NVFP4 Pretraining with Megatron Bridge

Step 1
Set up the environment

The recommended way to run Megatron-Bridge on DGX Station is through the NeMo Framework container, which includes Megatron-Bridge, Megatron-Core, Transformer Engine, and all CUDA dependencies pre-installed. Running outside the container is not supported in this playbook — the NVFP4 kernels rely on the exact Transformer Engine / CUDA versions shipped inside the image.

The training recipe fetches the Llama 3 8B architecture config from HuggingFace, so export a HuggingFace token with access to meta-llama/Meta-Llama-3-8B before launching the container:

export HF_TOKEN=<YOUR_HF_TOKEN>

git clone https://github.com/NVIDIA/dgx-spark-playbooks
cd dgx-spark-playbooks/nvidia/station-nvfp4-pretraining/assets

# Use the latest nemo tag
export TAG=26.04

# This training primarily works on GB300 GPU
GB300_DEVICE=$(nvidia-smi --query-gpu=index,name --format=csv,noheader | awk -F', ' '/GB300/ {print $1; exit}')

docker run --rm -it \
  --gpus device=${GB300_DEVICE} \
  --ipc host \
  --ulimit memlock=-1 \
  --ulimit stack=67108864 \
  -e HF_TOKEN="$HF_TOKEN" \
  -v "$HOME/.cache/huggingface:/root/.cache/huggingface" \
  -v "$(pwd):/workdir" \
  -w /workdir \
  --entrypoint bash \
  nvcr.io/nvidia/nemo:${TAG}

All subsequent torchrun / python commands in this playbook are meant to be executed from the shell inside this container.

Step 2
Review the pretraining script

The pretraining script can be found at pretrain_llama.py.
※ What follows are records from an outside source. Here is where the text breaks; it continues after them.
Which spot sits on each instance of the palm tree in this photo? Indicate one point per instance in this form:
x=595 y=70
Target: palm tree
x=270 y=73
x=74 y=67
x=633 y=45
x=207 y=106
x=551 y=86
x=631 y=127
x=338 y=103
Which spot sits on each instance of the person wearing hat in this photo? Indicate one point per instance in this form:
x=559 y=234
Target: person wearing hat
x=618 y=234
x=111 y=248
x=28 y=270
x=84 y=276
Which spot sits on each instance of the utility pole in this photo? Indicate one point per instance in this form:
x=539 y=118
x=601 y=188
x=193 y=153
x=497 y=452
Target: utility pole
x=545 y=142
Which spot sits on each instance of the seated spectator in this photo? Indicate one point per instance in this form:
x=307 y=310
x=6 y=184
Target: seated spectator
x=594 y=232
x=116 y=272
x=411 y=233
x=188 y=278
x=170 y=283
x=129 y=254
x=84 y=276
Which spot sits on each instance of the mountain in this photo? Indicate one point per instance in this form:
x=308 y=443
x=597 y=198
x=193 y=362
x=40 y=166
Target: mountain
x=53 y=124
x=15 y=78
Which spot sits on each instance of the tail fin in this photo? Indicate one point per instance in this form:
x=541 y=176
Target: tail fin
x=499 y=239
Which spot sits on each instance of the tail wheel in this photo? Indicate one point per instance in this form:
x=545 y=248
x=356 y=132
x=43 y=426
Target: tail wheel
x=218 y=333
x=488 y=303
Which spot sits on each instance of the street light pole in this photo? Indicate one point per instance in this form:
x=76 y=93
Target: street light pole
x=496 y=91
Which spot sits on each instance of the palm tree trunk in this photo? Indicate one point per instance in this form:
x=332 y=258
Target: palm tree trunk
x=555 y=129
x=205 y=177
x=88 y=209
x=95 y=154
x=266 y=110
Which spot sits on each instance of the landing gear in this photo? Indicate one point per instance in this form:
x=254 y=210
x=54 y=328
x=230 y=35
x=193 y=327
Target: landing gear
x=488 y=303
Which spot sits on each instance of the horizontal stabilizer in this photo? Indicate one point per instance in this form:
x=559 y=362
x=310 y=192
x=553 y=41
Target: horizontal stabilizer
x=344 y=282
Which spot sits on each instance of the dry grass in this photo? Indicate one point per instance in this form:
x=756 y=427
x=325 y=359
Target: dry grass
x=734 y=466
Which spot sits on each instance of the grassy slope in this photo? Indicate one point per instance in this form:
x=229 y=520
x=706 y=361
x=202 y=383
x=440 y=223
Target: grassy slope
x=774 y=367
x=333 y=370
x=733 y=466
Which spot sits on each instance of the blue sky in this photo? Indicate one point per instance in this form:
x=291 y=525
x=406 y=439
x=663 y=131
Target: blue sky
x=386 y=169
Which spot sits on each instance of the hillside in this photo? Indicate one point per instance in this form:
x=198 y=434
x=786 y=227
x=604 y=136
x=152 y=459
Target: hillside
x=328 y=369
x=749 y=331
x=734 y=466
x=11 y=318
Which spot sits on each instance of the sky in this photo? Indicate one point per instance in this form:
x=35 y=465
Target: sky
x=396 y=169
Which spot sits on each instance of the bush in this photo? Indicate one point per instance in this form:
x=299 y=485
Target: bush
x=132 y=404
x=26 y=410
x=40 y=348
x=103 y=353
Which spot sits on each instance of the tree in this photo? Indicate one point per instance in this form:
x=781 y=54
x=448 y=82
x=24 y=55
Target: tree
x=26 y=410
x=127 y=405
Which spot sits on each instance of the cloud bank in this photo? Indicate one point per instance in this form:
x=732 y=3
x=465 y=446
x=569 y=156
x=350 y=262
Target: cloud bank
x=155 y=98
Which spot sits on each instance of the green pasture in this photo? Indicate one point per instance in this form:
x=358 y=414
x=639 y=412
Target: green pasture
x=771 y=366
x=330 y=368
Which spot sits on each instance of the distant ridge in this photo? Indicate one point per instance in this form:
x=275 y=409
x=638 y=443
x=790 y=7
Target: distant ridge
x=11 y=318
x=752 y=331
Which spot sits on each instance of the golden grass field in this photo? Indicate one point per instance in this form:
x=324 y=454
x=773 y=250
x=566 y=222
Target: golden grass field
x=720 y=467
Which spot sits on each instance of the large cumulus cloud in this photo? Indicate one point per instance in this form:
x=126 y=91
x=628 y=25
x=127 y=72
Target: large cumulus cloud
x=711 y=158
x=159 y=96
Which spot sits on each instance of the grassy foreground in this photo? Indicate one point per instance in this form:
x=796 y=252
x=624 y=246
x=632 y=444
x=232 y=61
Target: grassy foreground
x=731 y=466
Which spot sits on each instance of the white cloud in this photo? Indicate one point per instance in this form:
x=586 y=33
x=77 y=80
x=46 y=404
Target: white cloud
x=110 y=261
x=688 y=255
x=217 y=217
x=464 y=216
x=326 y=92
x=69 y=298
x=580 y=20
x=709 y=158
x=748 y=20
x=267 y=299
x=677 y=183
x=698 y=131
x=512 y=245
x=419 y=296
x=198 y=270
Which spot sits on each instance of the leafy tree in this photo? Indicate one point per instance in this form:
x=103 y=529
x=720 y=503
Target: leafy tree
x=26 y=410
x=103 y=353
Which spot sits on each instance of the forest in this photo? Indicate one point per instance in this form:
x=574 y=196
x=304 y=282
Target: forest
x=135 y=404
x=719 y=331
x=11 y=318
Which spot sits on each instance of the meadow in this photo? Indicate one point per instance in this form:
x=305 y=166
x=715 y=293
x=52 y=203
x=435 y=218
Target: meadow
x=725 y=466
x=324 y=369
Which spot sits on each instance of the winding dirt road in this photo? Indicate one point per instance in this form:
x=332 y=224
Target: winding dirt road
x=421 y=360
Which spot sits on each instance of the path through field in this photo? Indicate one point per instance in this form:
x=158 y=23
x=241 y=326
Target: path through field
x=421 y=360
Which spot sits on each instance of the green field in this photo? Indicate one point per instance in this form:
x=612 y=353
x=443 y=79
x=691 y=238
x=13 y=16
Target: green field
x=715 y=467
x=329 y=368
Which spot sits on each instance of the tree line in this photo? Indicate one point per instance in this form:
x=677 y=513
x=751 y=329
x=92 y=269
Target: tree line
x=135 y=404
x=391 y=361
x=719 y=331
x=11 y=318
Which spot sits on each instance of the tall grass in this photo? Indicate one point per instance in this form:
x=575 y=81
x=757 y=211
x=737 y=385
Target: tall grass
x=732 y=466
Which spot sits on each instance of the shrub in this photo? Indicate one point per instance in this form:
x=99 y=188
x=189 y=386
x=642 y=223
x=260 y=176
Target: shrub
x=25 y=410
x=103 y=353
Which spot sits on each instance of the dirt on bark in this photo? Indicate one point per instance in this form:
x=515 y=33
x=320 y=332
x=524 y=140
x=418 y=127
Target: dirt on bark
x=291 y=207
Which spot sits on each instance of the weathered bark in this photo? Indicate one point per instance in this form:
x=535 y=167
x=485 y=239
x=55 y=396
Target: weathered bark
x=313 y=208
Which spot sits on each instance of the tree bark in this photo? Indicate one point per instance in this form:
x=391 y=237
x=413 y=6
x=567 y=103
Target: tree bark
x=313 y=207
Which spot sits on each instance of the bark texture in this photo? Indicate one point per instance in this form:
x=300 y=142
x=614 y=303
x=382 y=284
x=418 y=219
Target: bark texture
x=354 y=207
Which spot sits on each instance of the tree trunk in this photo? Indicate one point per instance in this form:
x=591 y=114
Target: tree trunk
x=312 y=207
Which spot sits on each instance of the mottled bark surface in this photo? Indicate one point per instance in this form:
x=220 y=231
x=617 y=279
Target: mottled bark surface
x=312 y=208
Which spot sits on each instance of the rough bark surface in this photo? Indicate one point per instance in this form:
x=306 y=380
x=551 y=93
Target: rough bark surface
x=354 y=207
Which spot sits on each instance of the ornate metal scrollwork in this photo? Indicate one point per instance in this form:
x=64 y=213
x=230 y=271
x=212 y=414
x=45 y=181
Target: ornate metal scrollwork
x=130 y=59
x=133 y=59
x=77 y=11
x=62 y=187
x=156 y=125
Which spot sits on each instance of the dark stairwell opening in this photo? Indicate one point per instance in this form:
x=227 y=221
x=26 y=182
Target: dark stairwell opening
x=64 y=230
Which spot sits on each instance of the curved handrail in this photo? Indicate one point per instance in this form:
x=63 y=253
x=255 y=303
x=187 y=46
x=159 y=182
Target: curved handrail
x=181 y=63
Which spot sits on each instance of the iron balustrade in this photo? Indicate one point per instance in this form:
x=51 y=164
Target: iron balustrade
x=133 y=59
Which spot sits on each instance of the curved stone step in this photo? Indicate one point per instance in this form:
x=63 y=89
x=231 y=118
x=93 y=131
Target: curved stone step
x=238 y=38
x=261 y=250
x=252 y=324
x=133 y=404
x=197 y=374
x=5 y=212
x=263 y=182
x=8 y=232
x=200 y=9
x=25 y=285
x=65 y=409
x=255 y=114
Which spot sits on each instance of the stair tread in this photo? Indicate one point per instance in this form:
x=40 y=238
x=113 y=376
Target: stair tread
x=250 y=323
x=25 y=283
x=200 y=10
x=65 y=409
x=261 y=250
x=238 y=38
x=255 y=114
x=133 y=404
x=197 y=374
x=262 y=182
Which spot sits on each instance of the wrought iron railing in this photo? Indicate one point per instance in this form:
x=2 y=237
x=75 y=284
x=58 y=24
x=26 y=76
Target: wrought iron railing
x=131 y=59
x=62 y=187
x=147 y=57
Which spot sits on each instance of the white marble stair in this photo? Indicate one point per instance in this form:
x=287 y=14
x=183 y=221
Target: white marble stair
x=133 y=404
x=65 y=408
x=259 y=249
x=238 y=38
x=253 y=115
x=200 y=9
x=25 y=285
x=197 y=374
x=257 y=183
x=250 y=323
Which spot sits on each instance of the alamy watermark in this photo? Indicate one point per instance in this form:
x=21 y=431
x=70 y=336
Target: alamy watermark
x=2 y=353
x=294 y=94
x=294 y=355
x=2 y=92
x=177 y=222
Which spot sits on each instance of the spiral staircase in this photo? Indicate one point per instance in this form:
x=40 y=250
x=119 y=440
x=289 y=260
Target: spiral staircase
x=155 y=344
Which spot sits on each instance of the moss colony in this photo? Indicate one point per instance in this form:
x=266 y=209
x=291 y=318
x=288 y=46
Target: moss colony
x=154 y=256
The key piece is the NVFP4 precision config, built on top of Megatron-Bridge's prebuilt bf16_with_nvfp4_mixed recipe:

from megatron.bridge.training.mixed_precision import bf16_with_nvfp4_mixed

def nvfp4_mixed_precision():
    cfg = bf16_with_nvfp4_mixed()
    cfg.first_last_layers_bf16 = True
    cfg.num_layers_at_start_in_bf16 = 0
    cfg.num_layers_at_end_in_bf16 = 4
    return cfg

bf16_with_nvfp4_mixed() already sets fp8="e4m3" and fp8_recipe="nvfp4" under the hood; we just toggle the layer-pinning knobs on top:

Last 4 layers in BF16 (num_layers_at_end_in_bf16=4) for training stability (adjustable per model)
No start-layer pinning (num_layers_at_start_in_bf16=0) — last-layer stability is usually enough

NOTE

The script uses llama3_8b_pretrain_config() which defaults to context_parallel_size=2. The script overrides this to context_parallel_size=1 for single-GPU runs. If you swap in a larger recipe (e.g. nemotron_3_nano_pretrain_config, which defaults to TP=4), you must either launch torchrun --nproc_per_node=4 on a 4-GPU node or override config.model.tensor_model_parallel_size = 1 before calling pretrain(...), or you will hit: AssertionError: world size (1) is not divisible by total_model_size (...tensor_model_parallel_size=4 * ...).

Step 3
Launch NVFP4 pre-training

Launch a short training run with mock data and tee the output to a log file so you can inspect VRAM and per-iteration latency afterwards:

torchrun --nproc_per_node=1 pretrain_llama.py > nvfp4.log 2>&1

Expected output (see nvfp4.log):

Model initialization logs and a Theoretical memory footprints: weight and optimizer=... line
Iteration progress printed every step (log_interval=1), e.g. iteration 10/50 | ... elapsed time per iteration (ms): ... | lm loss: ...
A [Rank 0] ... memory (GB) | mem-max-reserved-gigabytes: ... line — this is your peak VRAM
A checkpoint saved to /workdir/nemo_experiments/default/checkpoints

If the run finishes with EXIT=0 (or no traceback), your NVFP4 pretraining setup is working.

Step 4
Compare with BF16 baseline

Run the same script with --disable-fp4 to establish a BF16 baseline, again logging to a file:

# Remove the prior checkpoint directory so the two runs don't interfere
rm -rf nemo_experiments

torchrun --nproc_per_node=1 pretrain_llama.py --disable-fp4 > bf16.log 2>&1

To compare the two runs on latency and throughput, grep the per-iteration lines out of each log:

grep -E "elapsed time per iteration|MODEL_TFLOP" nvfp4.log
grep -E "elapsed time per iteration|MODEL_TFLOP" bf16.log

Each step prints two lines:

Step Time : 5.39s GPU utilization: 2347.0MODEL_TFLOP/s/GPU — step latency and throughput
iteration 10/50 | ... elapsed time per iteration (ms): 5390 | ... lm loss: ... — same latency in ms plus loss

Iteration 10 includes one-time CUDA-graph/compile overhead, so average iterations 20–50 for a fair per-step latency number.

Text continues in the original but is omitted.